Many years ago, I was hitch-hiking east from San Francisco. (It was 1967, the summer of love – but that’s another story.) Somewhere in Wyoming, at around 2 am, with no houses or streetlights for hundreds of miles, the car started making funny noises which, given our collective state of mind, sounded ominous. We pulled over, got out, and there it was – the biggest sky I, a city dweller, had ever seen. It was both darker and brighter than I would have thought possible. Stars. And more stars. Bursting out from a background that was beyond black. It was so amazing, so surprising, so beautiful that it almost felt spiritual. I ignored the car and just stared.
I’ve never seen anything like that again. Even worse, according to the International Dark Sky Association, unless something changes it’s unlikely that I ever will. Nationally, over-illumination is growing at more than a compounding 2.2% a year; actually, even higher because sensors don’t seem to register the short-wavelength blue light that is an increasing component of brighter LED and other sources.
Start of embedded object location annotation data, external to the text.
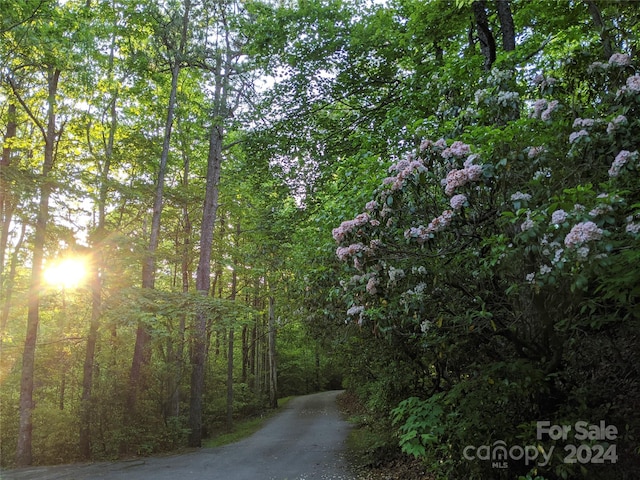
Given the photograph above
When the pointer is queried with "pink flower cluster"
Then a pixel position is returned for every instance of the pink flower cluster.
(458, 201)
(559, 217)
(458, 178)
(405, 168)
(345, 227)
(535, 151)
(581, 233)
Some Massachusetts communities are brightening at ten times that rate! The skyglow of artificial light causes the sky to be 5–10 times brighter in urban areas than a naturally dark sky. We are losing sight of between 25 and 80 stars every day, between 1 and 3 per hour. About 80% of Americans, and at least a third of the world’s people, can no longer see the Milky Way. It’s a kind of blindness that we shouldn’t let ourselves suffer.
MORE IS NOT ALWAYS BETTER
Probably it was our evolutionary past that made us wary of the dark in the night and in the back of the cave – it held the unknown, the scary and dangerous, the lairs of monsters. We loved the sun, embracing its warmth and sightfulness – until we learned that too much can burn, or disfigure, or even make us ill.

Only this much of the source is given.